A new study conducted by a team of investigators from the University of Tokyo in Japan, has recently found how ketamine fights depression in the brain.
Previous studies have shown that ketamine, an anesthetic can rapidly reduce severe symptoms of major depressive disorder, particularly the occurrence of suicidal thoughts.
Dr Conor Liston, one of the researchers behind the study explains how a ketamine is a potentially transformative treatment for depression, but one of the major challenges associated with this drug is sustaining recovery after the initial treatment.
To find out how ketamine works in the brain and identify the mechanisms that reduce depression symptoms, the researchers worked with mice that presented behaviors indicative of depression.
The team focused on dendritic spines. These are small protrusions on dendrites, which are brain cell extensions that help the neurons communicate among themselves. The dendritic spines are the parts that receive the stimuli that other neurons send out.
The researchers studied the dendritic spines in the prefrontal cortex of the mice’s brains both before and after they exposed some of the rodents to a source of stress.
They found that the mice demonstrating depression-like behaviors after experiencing the stressor lost dendritic spines more quickly than the control mice. Moreover, these mice had reduced formation of new dendritic spines.
The team also saw that exposing experimental mice to stress led to poorer connectivity and coordination of neural activity in the prefrontal cortex. These changes, the researchers explained, relate to typical behaviors in depression, which occur in response to stress.
When the researchers treated these mice with ketamine, they found that the animals regained functional connectivity and normal neuron activity in the prefrontal cortex, and they no longer displayed behaviors consistent with depression.
At 24 hours after receiving just one dose of ketamine, the rodents that the team had confronted with a source of stress did not show depression-like symptoms. Brain scans also revealed an increase in the formation of fully functional dendritic spines.
The scientists make a distinction between these findings. Mice that received ketamine, they explained, showed behavioral improvements within 3 hours of treatment, but they only experienced new dendritic spine formation between 12 and 24 hours after the treatment.
“Our results suggest that interventions aimed at enhancing synapse formation and prolonging their survival could be useful for maintaining the antidepressant effects of ketamine in the days and weeks after treatment,” Liston noted.
Although the researchers admitted that they will have to conduct more studies to understand the exact mechanisms at play, they believe, based on their current findings, that the formation of new dendritic spines may occur thanks to the fact that ketamine boosts brain activity in the prefrontal cortex.
The researchers also found that dendritic spines are likely to play an important role in maintaining the remission of depression-like symptoms in mice. When the team tried selectively removing newly grown dendritic spines in the mice’s brains, the rodents started expressing depression-related behaviors once again.

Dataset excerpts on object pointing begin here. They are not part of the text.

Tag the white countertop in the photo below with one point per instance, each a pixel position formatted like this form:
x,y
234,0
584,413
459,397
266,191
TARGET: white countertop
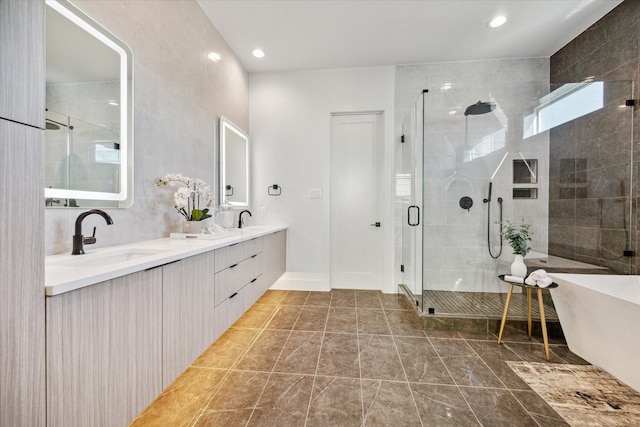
x,y
62,275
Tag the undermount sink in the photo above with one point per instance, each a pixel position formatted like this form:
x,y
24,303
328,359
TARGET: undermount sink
x,y
103,260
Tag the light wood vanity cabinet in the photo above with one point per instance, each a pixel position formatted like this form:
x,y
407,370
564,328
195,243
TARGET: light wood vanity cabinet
x,y
188,321
114,346
104,351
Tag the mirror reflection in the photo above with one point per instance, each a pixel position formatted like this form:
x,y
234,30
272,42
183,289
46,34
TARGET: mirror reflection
x,y
234,164
88,117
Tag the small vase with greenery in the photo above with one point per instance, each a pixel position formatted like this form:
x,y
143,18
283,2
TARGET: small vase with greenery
x,y
518,238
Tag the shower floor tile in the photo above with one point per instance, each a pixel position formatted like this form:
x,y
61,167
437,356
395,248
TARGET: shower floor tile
x,y
486,304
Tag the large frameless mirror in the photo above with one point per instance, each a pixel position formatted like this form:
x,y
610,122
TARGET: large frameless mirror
x,y
89,126
234,165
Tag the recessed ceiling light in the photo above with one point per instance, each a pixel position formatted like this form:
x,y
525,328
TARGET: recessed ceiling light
x,y
497,21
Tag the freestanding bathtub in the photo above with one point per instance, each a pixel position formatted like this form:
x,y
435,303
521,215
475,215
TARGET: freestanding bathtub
x,y
600,318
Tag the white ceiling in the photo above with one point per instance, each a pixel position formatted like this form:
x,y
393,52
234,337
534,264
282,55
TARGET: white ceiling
x,y
316,34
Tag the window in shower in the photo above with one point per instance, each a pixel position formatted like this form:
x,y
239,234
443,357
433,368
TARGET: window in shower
x,y
564,104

Dr Janine Simmons, who leads the National Institute of Mental Health’s Social and Affective Neuroscience Program noted that ketamine is the first new antidepressant medication with a novel mechanism of action since the 1980s. Its ability to rapidly decrease suicidal thoughts is already a fundamental breakthrough.
According to the report published on webmd, ketamine works like a flash mob, temporarily taking over a certain chemical receptor. In some cases and with expert medical care, that can be a good thing.
But when misused, ketamine can change your sense of sight and sound. One can have hallucinations and feel out of touch with their surroundings and even from themselves. It can make it hard to speak or move, and it’s been abused as a date-rape drug.
“Outside of the clinic, ketamine can cause tragedies, but in the right hands, it is a miracle,” says John Abenstein, MD, president of the American Society of Anesthesiologists.